Re: pg_rewind failure by file deletion in source server - Mailing list pgsql-hackers

From Michael Paquier
Subject Re: pg_rewind failure by file deletion in source server
Date
Msg-id CAB7nPqRu_w+Yck0DQTSMxiCV-pbW0D+SYcO6mVZi1fnPbL9uVA@mail.gmail.com
Whole thread Raw
In response to Re: pg_rewind failure by file deletion in source server  (Fujii Masao <masao.fujii@gmail.com>)
Responses Re: pg_rewind failure by file deletion in source server
List pgsql-hackers
On Thu, Jun 11, 2015 at 5:48 PM, Fujii Masao <masao.fujii@gmail.com> wrote:
> On Thu, Jun 11, 2015 at 2:14 PM, Michael Paquier
> <michael.paquier@gmail.com> wrote:
>> On Thu, Jun 11, 2015 at 1:51 AM, Fujii Masao <masao.fujii@gmail.com> wrote:
>>> Shouldn't pg_rewind ignore that failure of operation? If the file is not
>>> found in source server, the file doesn't need to be copied to destination
>>> server obviously. So ISTM that pg_rewind safely can skip copying that file.
>>> Thought?
>>
>> I think that you should fail. Let's imagine that the master to be
>> rewound has removed a relation file before being stopped cleanly after
>> its standby has been promoted that was here at the last checkpoint
>> before forking, and that the standby still has the relation file after
>> promotion. You should be able to copy it to be able to replay WAL on
>> it. If the standby has removed a file in the file map after taking the
>> file map, I guess that the best thing to do is fail because the file
>> that should be here for the rewound node cannot be fetched.
>
> In this case, why do you think that the file should exist in the old master?
> Even if it doesn't exist, ISTM that the old master can safely replay the WAL
> records related to the file when it restarts. So what's the problem
> if the file doesn't exist in the old master?

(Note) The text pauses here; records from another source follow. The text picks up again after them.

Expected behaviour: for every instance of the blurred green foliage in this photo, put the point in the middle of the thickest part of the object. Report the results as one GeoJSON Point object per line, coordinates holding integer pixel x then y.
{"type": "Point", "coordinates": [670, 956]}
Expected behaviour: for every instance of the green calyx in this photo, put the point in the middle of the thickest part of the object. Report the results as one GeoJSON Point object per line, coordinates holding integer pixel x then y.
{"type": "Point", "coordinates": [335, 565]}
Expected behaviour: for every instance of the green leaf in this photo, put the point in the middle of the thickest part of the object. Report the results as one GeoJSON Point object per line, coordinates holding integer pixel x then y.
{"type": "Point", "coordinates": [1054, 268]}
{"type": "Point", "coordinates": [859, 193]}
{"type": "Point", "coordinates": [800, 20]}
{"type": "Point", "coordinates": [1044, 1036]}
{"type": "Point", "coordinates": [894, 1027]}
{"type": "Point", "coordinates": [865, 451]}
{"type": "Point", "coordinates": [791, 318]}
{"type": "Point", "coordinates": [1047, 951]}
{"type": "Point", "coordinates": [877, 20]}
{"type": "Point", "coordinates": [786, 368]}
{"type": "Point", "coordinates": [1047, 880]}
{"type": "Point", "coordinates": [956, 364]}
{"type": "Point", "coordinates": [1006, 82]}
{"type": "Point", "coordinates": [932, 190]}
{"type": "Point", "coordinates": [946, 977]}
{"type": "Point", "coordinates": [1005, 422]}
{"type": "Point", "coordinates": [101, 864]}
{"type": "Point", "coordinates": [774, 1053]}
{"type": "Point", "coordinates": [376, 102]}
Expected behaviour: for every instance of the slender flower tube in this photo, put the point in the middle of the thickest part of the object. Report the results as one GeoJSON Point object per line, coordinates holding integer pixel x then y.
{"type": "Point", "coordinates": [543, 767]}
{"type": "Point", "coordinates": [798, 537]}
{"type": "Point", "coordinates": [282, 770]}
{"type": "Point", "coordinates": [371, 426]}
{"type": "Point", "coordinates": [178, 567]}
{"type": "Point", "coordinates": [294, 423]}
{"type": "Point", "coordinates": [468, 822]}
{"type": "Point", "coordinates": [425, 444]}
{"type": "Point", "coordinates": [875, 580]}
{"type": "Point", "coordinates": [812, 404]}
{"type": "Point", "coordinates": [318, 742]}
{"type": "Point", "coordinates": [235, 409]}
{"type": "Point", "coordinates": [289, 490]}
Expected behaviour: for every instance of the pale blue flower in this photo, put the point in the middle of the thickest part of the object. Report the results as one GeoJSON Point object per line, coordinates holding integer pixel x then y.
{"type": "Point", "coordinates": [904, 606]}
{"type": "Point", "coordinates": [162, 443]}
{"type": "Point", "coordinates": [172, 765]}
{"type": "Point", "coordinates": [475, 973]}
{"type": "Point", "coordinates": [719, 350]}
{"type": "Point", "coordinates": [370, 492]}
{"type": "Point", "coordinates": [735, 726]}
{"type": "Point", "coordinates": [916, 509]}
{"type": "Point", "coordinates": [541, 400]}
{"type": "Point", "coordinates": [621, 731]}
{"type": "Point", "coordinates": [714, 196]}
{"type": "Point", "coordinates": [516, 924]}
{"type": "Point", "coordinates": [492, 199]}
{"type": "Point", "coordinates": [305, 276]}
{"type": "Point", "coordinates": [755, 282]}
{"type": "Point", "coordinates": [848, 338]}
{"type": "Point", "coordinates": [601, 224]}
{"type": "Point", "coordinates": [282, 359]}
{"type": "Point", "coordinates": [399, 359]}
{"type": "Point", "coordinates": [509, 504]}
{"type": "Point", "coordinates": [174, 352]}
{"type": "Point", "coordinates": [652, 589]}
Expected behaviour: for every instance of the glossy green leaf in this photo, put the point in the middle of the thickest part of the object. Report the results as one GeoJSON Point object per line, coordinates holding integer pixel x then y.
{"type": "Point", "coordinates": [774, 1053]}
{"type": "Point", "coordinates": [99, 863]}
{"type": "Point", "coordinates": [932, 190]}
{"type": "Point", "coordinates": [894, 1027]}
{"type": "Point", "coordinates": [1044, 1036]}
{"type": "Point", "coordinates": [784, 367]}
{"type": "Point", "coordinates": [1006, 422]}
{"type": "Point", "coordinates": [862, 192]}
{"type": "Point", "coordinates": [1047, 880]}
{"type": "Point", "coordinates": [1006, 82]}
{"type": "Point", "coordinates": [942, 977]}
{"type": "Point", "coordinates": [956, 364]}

Well, some user may want to rewind the master down to the point where
WAL forked, and then recover it immediately when a consistent point is
reached just at restart instead of replugging it into the cluster. In
this case I think that you need the relation file of the dropped
relation to get a consistent state. That's still cheaper than
recreating a node from a fresh base backup in some cases, particularly
if the last base backup taken is far in the past for this cluster.

>> Documentation should be made clearer about that with a better error
>> message...
>
> I'm wondering how we can recover (or rewind again) the old master from
> that error. This also would need to be documented if we decide not to
> fix any code regarding this problem...

FWIW, here is a scenario able to trigger the error with 1 master (port
5432, data at ~/data/5432) and 1 standby (port 5433, data at
~/data/5433).
$ psql -c 'create table aa as select generate_series(1,1000000)'
# Promote standby
$ pg_ctl promote -D ~/data/5433/
# Drop table on master
$ psql -c 'drop table aa'
DROP TABLE
$ pg_ctl stop -D ~/data/5432/

At this point there is no more relation file on master for 'aa', it is
still present on standby. Running pg_rewind at this point will work,
the relation file would be copied from the promoted standby to master.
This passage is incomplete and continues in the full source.